Un patrimonio humano vivo
Anita compara la vida de su suegro con la del fallecido Baltazar Ushca, el icónico “Hielero del Chimborazo”, reconocido por el Estado como patrimonio humano vivo. “Mi suegro tiene 123 años, y lleva 110 haciendo carbón. Es el último carbonero del siglo pasado que aún existe. Y merece que lo ayuden”, afirma.
La historia de Carlos Alberto Lindao no solo es la de un hombre que desafía la biología. Es la de un oficio que moldeó la vida en el manglar, que alimentó cocinas, vapores y memorias. Un oficio que se extingue en silencio, mientras el último de sus guardianes sigue encendiendo, día tras día, el fuego de su propia historia.
Su historia está hecha de madrugadas en el monte, de humo que ennegrece las manos y de un saber ancestral que se transmite con el cuerpo más que con la palabra. Durante más de un siglo, Lindao ha sido testigo de cómo la faena del carbonero —un oficio duro, inseparable del paisaje del manglar y de la cultura rural costera— ha ido desapareciendo ante el paso del tiempo y las nuevas dinámicas económicas, comenta Lorgia Vega, gestora cultural del Morro.

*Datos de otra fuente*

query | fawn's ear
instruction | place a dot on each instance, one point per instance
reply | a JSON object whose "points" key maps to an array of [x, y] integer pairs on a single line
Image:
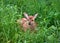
{"points": [[35, 16], [26, 15]]}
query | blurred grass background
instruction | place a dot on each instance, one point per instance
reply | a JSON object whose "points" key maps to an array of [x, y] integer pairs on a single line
{"points": [[48, 21]]}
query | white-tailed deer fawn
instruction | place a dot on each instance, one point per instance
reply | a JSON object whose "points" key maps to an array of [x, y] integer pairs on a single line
{"points": [[28, 22]]}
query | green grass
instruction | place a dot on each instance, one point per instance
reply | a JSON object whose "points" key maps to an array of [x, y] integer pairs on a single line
{"points": [[48, 20]]}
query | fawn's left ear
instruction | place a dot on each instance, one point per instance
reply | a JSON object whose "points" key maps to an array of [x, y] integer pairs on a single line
{"points": [[35, 16]]}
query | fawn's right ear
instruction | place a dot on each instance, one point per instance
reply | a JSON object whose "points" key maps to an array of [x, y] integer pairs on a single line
{"points": [[26, 15]]}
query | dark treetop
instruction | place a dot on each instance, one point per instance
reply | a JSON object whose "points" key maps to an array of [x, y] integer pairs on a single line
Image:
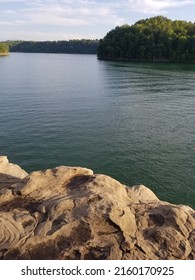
{"points": [[4, 49], [156, 38], [73, 46]]}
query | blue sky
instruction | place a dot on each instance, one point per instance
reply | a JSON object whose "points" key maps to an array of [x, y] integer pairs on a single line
{"points": [[77, 19]]}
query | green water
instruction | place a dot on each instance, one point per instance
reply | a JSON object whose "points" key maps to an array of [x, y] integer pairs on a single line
{"points": [[132, 121]]}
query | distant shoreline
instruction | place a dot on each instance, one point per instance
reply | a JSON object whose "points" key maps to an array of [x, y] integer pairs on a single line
{"points": [[4, 54], [145, 60]]}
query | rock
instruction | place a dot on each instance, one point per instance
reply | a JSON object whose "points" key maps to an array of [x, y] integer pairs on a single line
{"points": [[11, 169], [71, 213]]}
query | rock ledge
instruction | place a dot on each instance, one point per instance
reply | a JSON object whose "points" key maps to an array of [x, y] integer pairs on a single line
{"points": [[71, 213]]}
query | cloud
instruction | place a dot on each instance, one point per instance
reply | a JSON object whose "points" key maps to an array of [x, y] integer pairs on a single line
{"points": [[64, 12], [156, 6]]}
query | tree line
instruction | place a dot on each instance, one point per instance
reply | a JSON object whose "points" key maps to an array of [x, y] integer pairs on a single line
{"points": [[83, 46], [4, 49], [156, 38]]}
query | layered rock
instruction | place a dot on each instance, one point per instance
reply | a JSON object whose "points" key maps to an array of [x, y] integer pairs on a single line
{"points": [[71, 213]]}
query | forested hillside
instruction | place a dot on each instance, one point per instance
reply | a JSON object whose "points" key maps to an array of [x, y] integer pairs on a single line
{"points": [[157, 38], [72, 46], [4, 49]]}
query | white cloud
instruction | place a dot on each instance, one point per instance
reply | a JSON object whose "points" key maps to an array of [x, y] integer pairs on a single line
{"points": [[156, 6]]}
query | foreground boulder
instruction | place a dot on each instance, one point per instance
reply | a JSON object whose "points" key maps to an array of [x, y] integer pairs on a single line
{"points": [[71, 213]]}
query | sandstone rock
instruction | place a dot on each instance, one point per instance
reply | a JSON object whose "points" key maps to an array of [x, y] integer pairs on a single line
{"points": [[71, 213], [11, 169]]}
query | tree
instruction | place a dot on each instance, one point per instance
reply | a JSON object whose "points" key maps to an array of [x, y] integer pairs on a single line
{"points": [[4, 49], [156, 38]]}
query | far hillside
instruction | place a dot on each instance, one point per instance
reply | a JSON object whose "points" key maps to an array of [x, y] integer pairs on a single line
{"points": [[72, 47], [4, 49], [153, 39]]}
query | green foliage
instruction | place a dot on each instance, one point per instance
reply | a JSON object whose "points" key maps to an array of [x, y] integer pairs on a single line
{"points": [[4, 49], [156, 38], [72, 46]]}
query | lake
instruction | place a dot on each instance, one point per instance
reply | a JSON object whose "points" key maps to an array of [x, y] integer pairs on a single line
{"points": [[132, 121]]}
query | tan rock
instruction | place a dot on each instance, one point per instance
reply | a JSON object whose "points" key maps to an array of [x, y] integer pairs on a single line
{"points": [[71, 213], [11, 169]]}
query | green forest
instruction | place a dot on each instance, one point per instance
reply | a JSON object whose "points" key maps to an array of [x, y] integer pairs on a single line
{"points": [[153, 39], [72, 46], [4, 49]]}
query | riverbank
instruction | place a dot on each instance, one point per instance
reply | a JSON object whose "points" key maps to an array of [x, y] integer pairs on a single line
{"points": [[4, 54]]}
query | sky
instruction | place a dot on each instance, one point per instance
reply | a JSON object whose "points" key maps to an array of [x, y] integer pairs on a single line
{"points": [[42, 20]]}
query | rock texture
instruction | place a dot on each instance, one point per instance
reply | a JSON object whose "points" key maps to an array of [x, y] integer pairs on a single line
{"points": [[71, 213]]}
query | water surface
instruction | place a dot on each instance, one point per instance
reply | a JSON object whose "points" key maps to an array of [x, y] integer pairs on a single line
{"points": [[132, 121]]}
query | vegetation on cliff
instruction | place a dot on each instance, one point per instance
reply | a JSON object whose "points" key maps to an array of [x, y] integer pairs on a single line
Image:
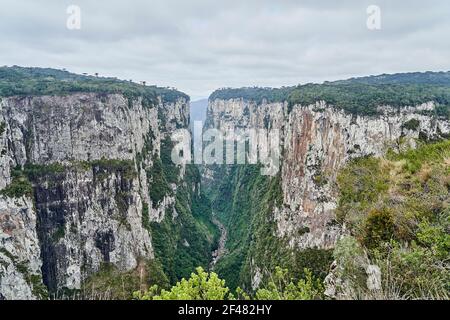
{"points": [[20, 81], [359, 95], [244, 202], [208, 286], [397, 211]]}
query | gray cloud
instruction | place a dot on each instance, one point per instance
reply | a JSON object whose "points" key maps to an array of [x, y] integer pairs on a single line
{"points": [[200, 45]]}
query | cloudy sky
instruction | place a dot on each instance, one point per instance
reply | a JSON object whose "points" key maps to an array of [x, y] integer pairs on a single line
{"points": [[200, 45]]}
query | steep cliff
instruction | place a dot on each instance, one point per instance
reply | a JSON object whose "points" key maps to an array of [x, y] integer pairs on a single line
{"points": [[83, 185], [295, 224]]}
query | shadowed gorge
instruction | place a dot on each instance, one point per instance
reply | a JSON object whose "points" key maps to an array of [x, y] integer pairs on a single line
{"points": [[90, 196]]}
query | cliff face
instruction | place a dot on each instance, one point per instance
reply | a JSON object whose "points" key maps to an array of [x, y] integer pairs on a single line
{"points": [[76, 186], [316, 141]]}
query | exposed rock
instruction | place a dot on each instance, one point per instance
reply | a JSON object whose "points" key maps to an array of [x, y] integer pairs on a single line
{"points": [[88, 210], [317, 140]]}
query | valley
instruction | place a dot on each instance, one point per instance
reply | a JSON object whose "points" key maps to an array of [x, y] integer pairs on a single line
{"points": [[90, 198]]}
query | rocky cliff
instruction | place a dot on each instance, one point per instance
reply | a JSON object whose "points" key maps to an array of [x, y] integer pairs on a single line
{"points": [[317, 140], [77, 186]]}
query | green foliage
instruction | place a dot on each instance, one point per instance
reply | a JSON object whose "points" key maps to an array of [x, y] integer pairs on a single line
{"points": [[378, 227], [244, 202], [19, 186], [159, 187], [252, 93], [403, 230], [112, 284], [184, 239], [208, 286], [33, 280], [412, 124], [360, 183], [281, 288], [41, 81], [358, 96], [200, 286]]}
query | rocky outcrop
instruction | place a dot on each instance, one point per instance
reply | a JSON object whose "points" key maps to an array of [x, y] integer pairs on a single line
{"points": [[316, 140], [87, 158]]}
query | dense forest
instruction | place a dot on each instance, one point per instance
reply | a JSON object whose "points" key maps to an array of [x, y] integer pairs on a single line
{"points": [[358, 95], [45, 81]]}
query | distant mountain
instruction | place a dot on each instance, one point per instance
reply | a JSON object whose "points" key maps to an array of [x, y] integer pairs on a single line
{"points": [[429, 78]]}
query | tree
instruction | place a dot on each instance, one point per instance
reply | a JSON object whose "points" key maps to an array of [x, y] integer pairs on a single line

Para los habitantes de El Morro, él no es sólo el carbonero más viejo, sino un guardián de la memoria colectiva. Representa la resistencia de un oficio que alimentó a generaciones enteras y que sostuvo la economía familiar de muchas casas. Su figura encarna la identidad montubia, la vida sencilla y la relación respetuosa con la naturaleza.
Su familia insiste en que Lindao merece un reconocimiento público, tanto por su aporte cultural como por la extraordinaria edad que ha alcanzado. Aseguran que su longevidad es un testimonio del arraigo a su tierra natal, de su disciplina de trabajo y de una vida entera al servicio de la comunidad a través de un oficio que hoy queda en manos de muy pocos.